European Commission threatens to block Britain’s attempts to reform the Human Rights Act by threatening to rip-up key part of the Brexit deal

  • Dominic Raab wants Bill of Rights to stop foreign criminals avoiding deportation
  • British rulings would also take precedence over those from European Court of Human Rights in Strasbourg
  • But European Commission warned the move could spell end to pact between Britain and Brussels to cooperate on crime  

Eurocrats could scupper Britain’s plans to reform the Human Rights Act by threatening to rip up a key part of the Brexit deal that deals with fighting cross-border crime.

Deputy Prime Minister Dominic Raab, a long-time opponent of the legislation, wants a Bill of Rights to stop ‘vexatious’ bids by foreign criminals to avoid deportation.

It would also ensure British rulings take precedence over those from the European Court of Human Rights in Strasbourg.

But the European Commission warned that the move could spell the end for a pact between Britain and Brussels to cooperate on crime.

In a statement, the Commission said: ‘Security cooperation can be suspended in case of violations by the UK of its commitment for continued adherence to the European Convention of Human Rights and its domestic enforcement.’

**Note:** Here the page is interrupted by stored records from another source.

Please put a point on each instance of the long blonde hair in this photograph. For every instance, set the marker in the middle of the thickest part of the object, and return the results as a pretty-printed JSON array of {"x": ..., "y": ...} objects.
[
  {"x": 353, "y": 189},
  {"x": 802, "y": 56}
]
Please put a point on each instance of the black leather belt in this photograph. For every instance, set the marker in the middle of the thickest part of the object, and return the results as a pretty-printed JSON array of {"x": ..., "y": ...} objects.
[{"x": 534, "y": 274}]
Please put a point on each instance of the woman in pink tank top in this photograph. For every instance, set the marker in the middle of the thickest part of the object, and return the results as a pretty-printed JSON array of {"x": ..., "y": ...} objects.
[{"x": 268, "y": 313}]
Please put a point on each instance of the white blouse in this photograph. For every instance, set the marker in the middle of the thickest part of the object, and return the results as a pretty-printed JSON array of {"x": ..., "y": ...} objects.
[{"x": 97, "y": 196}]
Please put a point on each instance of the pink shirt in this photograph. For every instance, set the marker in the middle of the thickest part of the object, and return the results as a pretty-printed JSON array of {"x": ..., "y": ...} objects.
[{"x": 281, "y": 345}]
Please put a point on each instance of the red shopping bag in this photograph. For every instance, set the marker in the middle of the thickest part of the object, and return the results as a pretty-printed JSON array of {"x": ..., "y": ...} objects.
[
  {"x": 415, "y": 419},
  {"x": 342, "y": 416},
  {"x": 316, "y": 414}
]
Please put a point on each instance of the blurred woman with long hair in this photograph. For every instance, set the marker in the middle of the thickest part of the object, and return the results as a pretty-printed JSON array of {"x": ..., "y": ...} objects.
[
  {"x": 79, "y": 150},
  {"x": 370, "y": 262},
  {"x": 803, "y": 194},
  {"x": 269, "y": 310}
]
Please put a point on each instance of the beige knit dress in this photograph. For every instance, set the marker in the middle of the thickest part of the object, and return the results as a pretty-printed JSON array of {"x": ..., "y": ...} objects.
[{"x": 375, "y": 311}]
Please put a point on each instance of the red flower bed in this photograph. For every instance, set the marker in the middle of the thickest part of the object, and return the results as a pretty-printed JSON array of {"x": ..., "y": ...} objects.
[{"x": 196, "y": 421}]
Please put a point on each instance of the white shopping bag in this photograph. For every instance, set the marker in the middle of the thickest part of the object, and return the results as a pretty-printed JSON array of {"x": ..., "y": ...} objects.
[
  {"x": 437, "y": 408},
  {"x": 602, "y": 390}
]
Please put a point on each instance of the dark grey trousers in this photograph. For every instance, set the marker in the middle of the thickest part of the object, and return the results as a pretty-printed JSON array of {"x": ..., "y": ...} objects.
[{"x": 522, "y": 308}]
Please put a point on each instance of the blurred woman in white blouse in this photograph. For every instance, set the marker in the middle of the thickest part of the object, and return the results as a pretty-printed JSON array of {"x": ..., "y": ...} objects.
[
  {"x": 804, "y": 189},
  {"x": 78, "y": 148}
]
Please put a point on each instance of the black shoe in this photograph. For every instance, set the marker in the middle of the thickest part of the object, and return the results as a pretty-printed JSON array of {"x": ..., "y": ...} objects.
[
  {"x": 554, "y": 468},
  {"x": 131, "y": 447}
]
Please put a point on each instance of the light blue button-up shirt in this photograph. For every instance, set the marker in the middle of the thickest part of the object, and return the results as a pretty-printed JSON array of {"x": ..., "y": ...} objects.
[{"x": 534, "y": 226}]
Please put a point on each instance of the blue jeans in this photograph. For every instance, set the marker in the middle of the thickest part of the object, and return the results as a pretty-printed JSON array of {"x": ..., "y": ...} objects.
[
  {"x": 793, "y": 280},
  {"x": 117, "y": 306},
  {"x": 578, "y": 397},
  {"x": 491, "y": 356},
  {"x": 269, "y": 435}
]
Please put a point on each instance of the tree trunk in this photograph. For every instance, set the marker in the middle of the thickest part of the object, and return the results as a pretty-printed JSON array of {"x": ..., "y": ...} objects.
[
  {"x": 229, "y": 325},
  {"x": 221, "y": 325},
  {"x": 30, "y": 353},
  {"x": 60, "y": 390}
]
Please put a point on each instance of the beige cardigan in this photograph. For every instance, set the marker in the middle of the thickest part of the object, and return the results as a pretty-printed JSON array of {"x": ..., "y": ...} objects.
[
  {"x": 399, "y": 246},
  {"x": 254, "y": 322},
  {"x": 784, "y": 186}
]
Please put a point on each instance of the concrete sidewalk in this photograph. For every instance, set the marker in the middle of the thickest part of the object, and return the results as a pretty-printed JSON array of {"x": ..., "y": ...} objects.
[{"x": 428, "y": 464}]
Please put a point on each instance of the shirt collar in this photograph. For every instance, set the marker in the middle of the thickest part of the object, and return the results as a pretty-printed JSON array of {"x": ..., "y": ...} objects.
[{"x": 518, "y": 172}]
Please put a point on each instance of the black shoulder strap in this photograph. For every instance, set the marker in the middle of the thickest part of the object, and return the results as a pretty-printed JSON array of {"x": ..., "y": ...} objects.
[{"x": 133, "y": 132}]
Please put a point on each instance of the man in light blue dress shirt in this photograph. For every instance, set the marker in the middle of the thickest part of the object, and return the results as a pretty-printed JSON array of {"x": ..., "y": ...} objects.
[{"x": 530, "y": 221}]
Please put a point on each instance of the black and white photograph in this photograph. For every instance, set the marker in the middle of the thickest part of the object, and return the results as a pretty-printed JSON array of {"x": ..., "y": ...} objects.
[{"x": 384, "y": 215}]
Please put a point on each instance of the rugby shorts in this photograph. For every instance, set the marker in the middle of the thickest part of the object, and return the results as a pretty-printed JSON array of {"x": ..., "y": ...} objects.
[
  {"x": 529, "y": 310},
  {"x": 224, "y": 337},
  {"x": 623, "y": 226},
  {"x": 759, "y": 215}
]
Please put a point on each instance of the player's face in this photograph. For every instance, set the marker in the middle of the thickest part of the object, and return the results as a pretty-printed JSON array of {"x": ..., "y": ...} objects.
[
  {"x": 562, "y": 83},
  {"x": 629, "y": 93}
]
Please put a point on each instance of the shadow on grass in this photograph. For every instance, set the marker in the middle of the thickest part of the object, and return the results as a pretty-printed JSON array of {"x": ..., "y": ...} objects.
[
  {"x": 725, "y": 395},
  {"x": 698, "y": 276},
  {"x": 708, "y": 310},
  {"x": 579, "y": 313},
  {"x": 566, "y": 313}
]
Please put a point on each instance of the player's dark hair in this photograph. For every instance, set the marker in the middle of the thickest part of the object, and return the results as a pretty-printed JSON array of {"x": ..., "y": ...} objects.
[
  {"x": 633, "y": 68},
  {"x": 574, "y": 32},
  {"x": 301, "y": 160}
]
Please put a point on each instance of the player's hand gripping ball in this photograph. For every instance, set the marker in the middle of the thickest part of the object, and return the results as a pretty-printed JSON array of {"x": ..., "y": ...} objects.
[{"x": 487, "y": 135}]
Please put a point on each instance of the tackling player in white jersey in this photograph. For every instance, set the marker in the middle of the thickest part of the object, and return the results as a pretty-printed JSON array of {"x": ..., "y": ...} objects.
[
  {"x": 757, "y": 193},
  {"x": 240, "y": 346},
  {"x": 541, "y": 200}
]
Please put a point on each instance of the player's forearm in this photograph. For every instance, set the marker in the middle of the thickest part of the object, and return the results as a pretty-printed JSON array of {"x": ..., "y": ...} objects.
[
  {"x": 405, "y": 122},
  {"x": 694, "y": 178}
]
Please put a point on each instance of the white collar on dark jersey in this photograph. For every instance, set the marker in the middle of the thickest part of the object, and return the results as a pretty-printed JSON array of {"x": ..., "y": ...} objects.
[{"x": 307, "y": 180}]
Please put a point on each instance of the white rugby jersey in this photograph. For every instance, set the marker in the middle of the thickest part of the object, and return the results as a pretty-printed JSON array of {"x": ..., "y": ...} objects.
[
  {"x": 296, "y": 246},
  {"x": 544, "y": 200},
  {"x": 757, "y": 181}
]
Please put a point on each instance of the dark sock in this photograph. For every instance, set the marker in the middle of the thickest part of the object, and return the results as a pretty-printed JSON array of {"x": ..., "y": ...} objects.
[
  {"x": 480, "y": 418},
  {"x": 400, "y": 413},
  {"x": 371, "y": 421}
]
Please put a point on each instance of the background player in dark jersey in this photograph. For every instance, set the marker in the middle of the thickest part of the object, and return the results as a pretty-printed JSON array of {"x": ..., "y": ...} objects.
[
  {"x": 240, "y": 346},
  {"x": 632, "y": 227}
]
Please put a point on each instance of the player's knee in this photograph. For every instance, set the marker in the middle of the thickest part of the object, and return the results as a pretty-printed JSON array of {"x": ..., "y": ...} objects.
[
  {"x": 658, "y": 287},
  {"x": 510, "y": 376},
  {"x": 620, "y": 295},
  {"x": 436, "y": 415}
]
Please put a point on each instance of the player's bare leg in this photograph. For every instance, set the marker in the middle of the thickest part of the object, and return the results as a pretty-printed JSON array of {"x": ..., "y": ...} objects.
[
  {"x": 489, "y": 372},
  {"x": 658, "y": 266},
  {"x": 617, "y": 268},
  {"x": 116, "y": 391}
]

A senior EU source said: ‘We will follow all of these things very closely.’

But the European Commission warned that the move could spell the end for a pact between Britain and Brussels to cooperate on crime

The Daily Mail revealed last year that Boris Johnson had backed down and made fresh pledges to follow decisions laid down by Strasbourg judges.

Brexit Minister Lord Frost, the former UK negotiator, argued last year that hard-wiring such commitments into the trade deal would undermine Britain’s ‘sovereign independence’.

Downing Street eventually shifted its stance, preferring to retain access to the bloc’s joint enforcement programmes and several EU crime-fighting databases.

They include access to passenger data and a system to share DNA records that UK investigators used some 12,000 times from July 2019 to June 2020, according to Hansard.

Britain can also share information with several EU agencies, such as Europol, under the agreement struck with Brussels last year.

The Daily Mail revealed last year that Boris Johnson had backed down and made fresh pledges to follow decisions laid down by Strasbourg judges

Tony Blair’s Labour government brought in the Human Rights Act in 1998, which incorporated the European Convention on Human Rights (ECHR) directly into domestic law.

It means people can pursue alleged violations through the British courts instead of having to spend years in a lengthy and costly legal battle in Strasbourg.

The ECHR was drafted in 1950 by the Council of Europe, a human rights body that is entirely separate from the EU, to prevent a repeat of the atrocities of the Second World War.

But the Human Rights Act has become increasingly unpopular with many Conservative MPs, who argue the law goes way beyond what the ECHR’s founders intended.